Monitor Files Health

Data consistency is crucial for data stored and accessed within the Tetra Data Platform (TDP). The files health dashboard on the Health Monitoring page helps you monitor and report on the health of your data files in the TDP.

Data is currently stored in the following locations:

  • Tetra Data Lake (Amazon Simple Storage Service (Amazon S3))
  • System Properties (FileInfo) Service
  • Search Indices (Elasticsearch)
  • Amazon Athena

As an administrator, you can use the files health dashboard to quickly identify any inconsistencies that exist across these services.

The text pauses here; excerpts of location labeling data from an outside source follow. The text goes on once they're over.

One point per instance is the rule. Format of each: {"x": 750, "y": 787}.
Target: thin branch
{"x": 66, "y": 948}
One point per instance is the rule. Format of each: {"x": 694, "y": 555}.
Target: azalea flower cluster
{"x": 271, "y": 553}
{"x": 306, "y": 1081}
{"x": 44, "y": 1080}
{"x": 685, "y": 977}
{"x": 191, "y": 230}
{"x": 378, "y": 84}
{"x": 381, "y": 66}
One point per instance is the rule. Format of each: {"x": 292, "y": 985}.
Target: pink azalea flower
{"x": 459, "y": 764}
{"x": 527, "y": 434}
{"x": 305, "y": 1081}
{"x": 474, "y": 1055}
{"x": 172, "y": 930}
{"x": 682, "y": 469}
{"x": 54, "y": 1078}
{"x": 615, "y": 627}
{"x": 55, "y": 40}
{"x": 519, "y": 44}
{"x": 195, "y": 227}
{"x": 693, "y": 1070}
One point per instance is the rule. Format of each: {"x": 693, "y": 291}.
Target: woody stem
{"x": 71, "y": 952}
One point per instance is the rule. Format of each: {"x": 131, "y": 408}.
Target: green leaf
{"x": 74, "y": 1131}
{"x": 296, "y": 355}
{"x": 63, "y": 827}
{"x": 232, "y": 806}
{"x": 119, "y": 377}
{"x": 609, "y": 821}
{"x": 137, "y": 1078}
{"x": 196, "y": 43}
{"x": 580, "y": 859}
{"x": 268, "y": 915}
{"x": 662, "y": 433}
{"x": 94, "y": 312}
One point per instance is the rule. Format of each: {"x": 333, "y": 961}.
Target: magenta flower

View the Files Health Dashboard

  1. Sign in to the TDP with an admin account.
  2. In the left navigation pane, choose the hamburger menu icon. Then, choose Health Monitoring. The Health Monitoring page appears.
  3. Select the Files tab. The files health dashboard appears.

Files Health Dashboard Contents

The files health dashboard has two sections:

  • Elasticsearch (ES) cluster health
  • File processing failures

ES Cluster Health

The ES CLUSTER HEALTH section at the top of the files health dashboard shows health status of the ES cluster as reported by the Amazon CloudWatch service. This section also shows the number of files processed for each of the TDP services.

Three potential statuses are indicated by the following colors:

  • Green—indicates that the ES cluster is healthy and no action is required.
  • Yellow—indicates that one or more of the replica shards on the ES cluster are not allocated to a node.
  • Red—indicates that at least one primary shard is not allocated to any node.

📘

Yellow or Red Status?

If your ES CLUSTER HEALTH status is yellow or red, please contact your customer success manager (CSM) and/or your AWS IT team.

ES Cluster Storage

To review free and used storage space details for the ES cluster, you can hover over the information icon next to the ES Cluster Health status.

Three potential available storage space amounts are indicated for the ES cluster by the following colors:

  • Green—indicates greater than 50% free storage space.
  • Yellow—indicates less than 30% to 50% free storage space.
  • Red— indicates less than 30% free storage space.

Number of Files Processed for Each TDP Service

The bottom of the ES Cluster Health section shows an overview of the number of files processed for each of the TDP services. Data in the overview table refreshes every four hours.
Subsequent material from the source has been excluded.